Machine Learning in practice

When using Machine Learning, the more data the better. It is a smart way to extract value from data, collecting a lot of data helps to increase accuracy. Hence, Big Data and Machine Learning go hand in hand.

 

Splunk offers the possibility of actually using Machine Learning in an easy way. For example, for an alert for deviant response times, you no longer have to rely on statistical models that have difficulty with irregular patterns. Machine Learning enables you to create clusters of regular and unusual response times. These clustering algorithms can also be linked to other relevant metrics, for example it can be normal to have an increased response time when it’s busy on a website.

 

Splunk Machine Learning Toolkit

When using a big data platform, there are different ways to have access to Machine Learning. Splunk offers the most extensive functionality through the free add-on “Machine Learning Toolkit“. The web-based environment provides access to a wide range of algorithms, without the need to write a single line of code. The included algorithms are directly applicable to a wide range of use cases. There are a number of algorithms for detecting deviations from the standard; Is the number of web shop visitors normal on this Sunday morning?

In addition, there are also a number of algorithms that help to look into the future. This helps a donut seller to plan his inventory. Or an IT manager with the timely ordering of new hardware or determining his budget for the purchase of cloud services in the next quarter.

To gain insight into underlying structures or dependencies in data, a number of clustering algorithms is used. This is how an insurance company, for example, has noticed that houses built before 1940 with thatched roofs and a chimney in cold winters have a disproportionately large risk of fire. As this specific combination of characteristics is now known, a discount for sweeping the chimney can be offered to this specific group of customers. This will result in less fires, which is beneficial to both the customer and the insurance company.

 

ITSI (IT Service Intelligence)

Premium app – Splunk ITSI  lets you look at an IT landscape or organization through services. A service is an abstract concept and can include many different things; think about technical things such as web servers, databases or storage, but also business services such as support desk or web shop sales. Each service has an indicator which measures the status of the service. The status of the KPIs indicates whether the service is functioning properly or not. For example, a KPI for a database is the number of queries per second and the time it takes to respond.

It can be difficult to classify the value of a KPI. A minimum number of active users in a web shop on Sunday morning is not a problem, but if we see the same number of active users on a normally busy Thursday night there is almost certainly a problem. In order to overcome this problem, Machine Learning is an integral part of ITSI. It helps to classify the value of KPIs by looking at the normal behaviour in the previous time period. Deviations are then classified as a potential problem. By using Machine Learning, the status of a service can even be predicted up to 30 minutes ahead. We look at the link between KPIs and service indicator in the past, after which it is applied to the values ​​of KPIs at this moment. Based on the collected data, the organization can make data-driven decisions for preventive action or conduct research.
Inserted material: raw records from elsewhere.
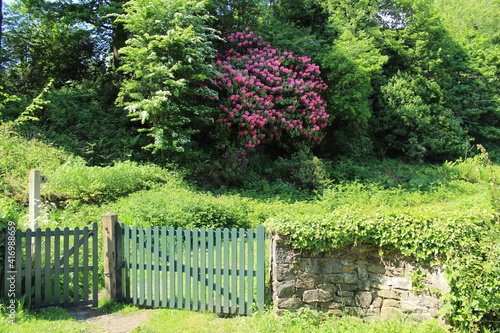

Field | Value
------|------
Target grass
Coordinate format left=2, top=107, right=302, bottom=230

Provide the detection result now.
left=0, top=302, right=446, bottom=333
left=0, top=130, right=500, bottom=333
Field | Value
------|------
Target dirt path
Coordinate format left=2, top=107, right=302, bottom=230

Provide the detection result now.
left=68, top=306, right=149, bottom=333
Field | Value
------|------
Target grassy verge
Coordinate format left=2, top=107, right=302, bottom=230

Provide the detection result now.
left=0, top=304, right=446, bottom=333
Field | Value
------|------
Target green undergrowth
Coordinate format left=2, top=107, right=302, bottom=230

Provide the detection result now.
left=0, top=129, right=500, bottom=329
left=0, top=303, right=446, bottom=333
left=135, top=309, right=446, bottom=333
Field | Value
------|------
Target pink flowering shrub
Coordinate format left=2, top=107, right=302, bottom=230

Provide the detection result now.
left=215, top=29, right=329, bottom=148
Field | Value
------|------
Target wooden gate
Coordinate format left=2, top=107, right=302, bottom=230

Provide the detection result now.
left=4, top=223, right=98, bottom=308
left=104, top=215, right=265, bottom=314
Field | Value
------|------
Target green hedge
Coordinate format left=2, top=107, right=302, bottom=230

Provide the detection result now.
left=267, top=205, right=500, bottom=330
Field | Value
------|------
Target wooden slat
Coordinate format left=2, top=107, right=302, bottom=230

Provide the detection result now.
left=92, top=222, right=99, bottom=307
left=176, top=227, right=184, bottom=309
left=168, top=227, right=176, bottom=308
left=184, top=229, right=192, bottom=310
left=35, top=228, right=42, bottom=307
left=192, top=228, right=200, bottom=310
left=153, top=227, right=161, bottom=306
left=43, top=228, right=52, bottom=305
left=229, top=228, right=238, bottom=313
left=161, top=227, right=168, bottom=307
left=246, top=230, right=255, bottom=315
left=130, top=226, right=139, bottom=304
left=54, top=228, right=62, bottom=305
left=257, top=226, right=266, bottom=311
left=82, top=227, right=90, bottom=304
left=121, top=223, right=130, bottom=302
left=215, top=229, right=222, bottom=313
left=73, top=227, right=80, bottom=306
left=144, top=227, right=153, bottom=305
left=14, top=229, right=23, bottom=298
left=137, top=228, right=146, bottom=305
left=63, top=227, right=69, bottom=306
left=207, top=228, right=215, bottom=311
left=199, top=228, right=206, bottom=311
left=221, top=228, right=231, bottom=313
left=238, top=229, right=248, bottom=314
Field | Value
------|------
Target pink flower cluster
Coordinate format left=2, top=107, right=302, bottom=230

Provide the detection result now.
left=215, top=29, right=329, bottom=148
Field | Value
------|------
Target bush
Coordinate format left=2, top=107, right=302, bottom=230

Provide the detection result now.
left=215, top=29, right=329, bottom=151
left=104, top=185, right=251, bottom=228
left=267, top=204, right=500, bottom=331
left=43, top=162, right=180, bottom=204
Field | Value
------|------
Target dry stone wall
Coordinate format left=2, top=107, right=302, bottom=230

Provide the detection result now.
left=271, top=235, right=449, bottom=321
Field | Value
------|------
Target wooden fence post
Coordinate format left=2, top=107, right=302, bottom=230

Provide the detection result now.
left=102, top=213, right=118, bottom=300
left=29, top=169, right=41, bottom=231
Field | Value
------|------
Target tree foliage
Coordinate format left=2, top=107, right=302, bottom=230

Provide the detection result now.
left=118, top=0, right=219, bottom=152
left=215, top=28, right=329, bottom=151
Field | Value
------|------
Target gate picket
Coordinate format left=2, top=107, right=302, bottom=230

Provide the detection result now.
left=3, top=223, right=98, bottom=308
left=116, top=223, right=265, bottom=314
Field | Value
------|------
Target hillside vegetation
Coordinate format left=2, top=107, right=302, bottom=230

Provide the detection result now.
left=0, top=127, right=500, bottom=328
left=0, top=0, right=500, bottom=331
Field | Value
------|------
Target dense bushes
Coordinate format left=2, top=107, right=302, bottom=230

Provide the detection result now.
left=215, top=28, right=329, bottom=151
left=42, top=162, right=180, bottom=204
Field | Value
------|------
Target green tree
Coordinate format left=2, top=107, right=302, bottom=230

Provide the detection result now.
left=117, top=0, right=219, bottom=152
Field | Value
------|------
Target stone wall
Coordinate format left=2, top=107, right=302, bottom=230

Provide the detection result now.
left=271, top=235, right=449, bottom=321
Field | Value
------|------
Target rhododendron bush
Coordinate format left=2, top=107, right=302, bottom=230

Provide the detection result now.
left=215, top=29, right=329, bottom=148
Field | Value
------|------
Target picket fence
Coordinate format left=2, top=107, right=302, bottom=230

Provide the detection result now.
left=4, top=213, right=266, bottom=315
left=104, top=211, right=265, bottom=315
left=4, top=223, right=99, bottom=308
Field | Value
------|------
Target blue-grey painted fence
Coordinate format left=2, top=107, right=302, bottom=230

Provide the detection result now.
left=116, top=223, right=265, bottom=314
left=4, top=223, right=98, bottom=308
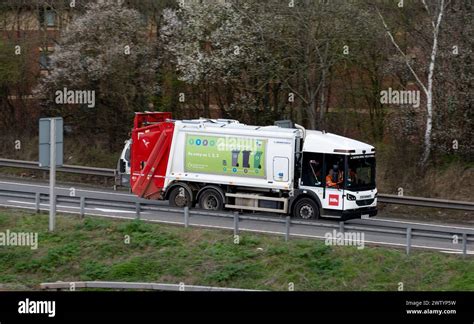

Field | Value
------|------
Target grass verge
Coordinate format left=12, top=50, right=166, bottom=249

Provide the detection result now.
left=0, top=209, right=474, bottom=291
More importantly before there actually is a problem that affects customers or the business.

 

In practice

Splunk’s web environment provides access to many different algorithms that can use all the data available in the platform. These algorithms and trained models can be used immediately in operations. An alert can be given, if the real values ​​deviate too much from the prediction. Or a dashboard may light up red if a potentially fraudulent transaction has been detected. This allows us to say that we are at the beginning of a new era.

10 years ago, Splunk was one of the first to easily extract value from log files and machine data. Today Splunk makes Machine Learning accessible to everyone.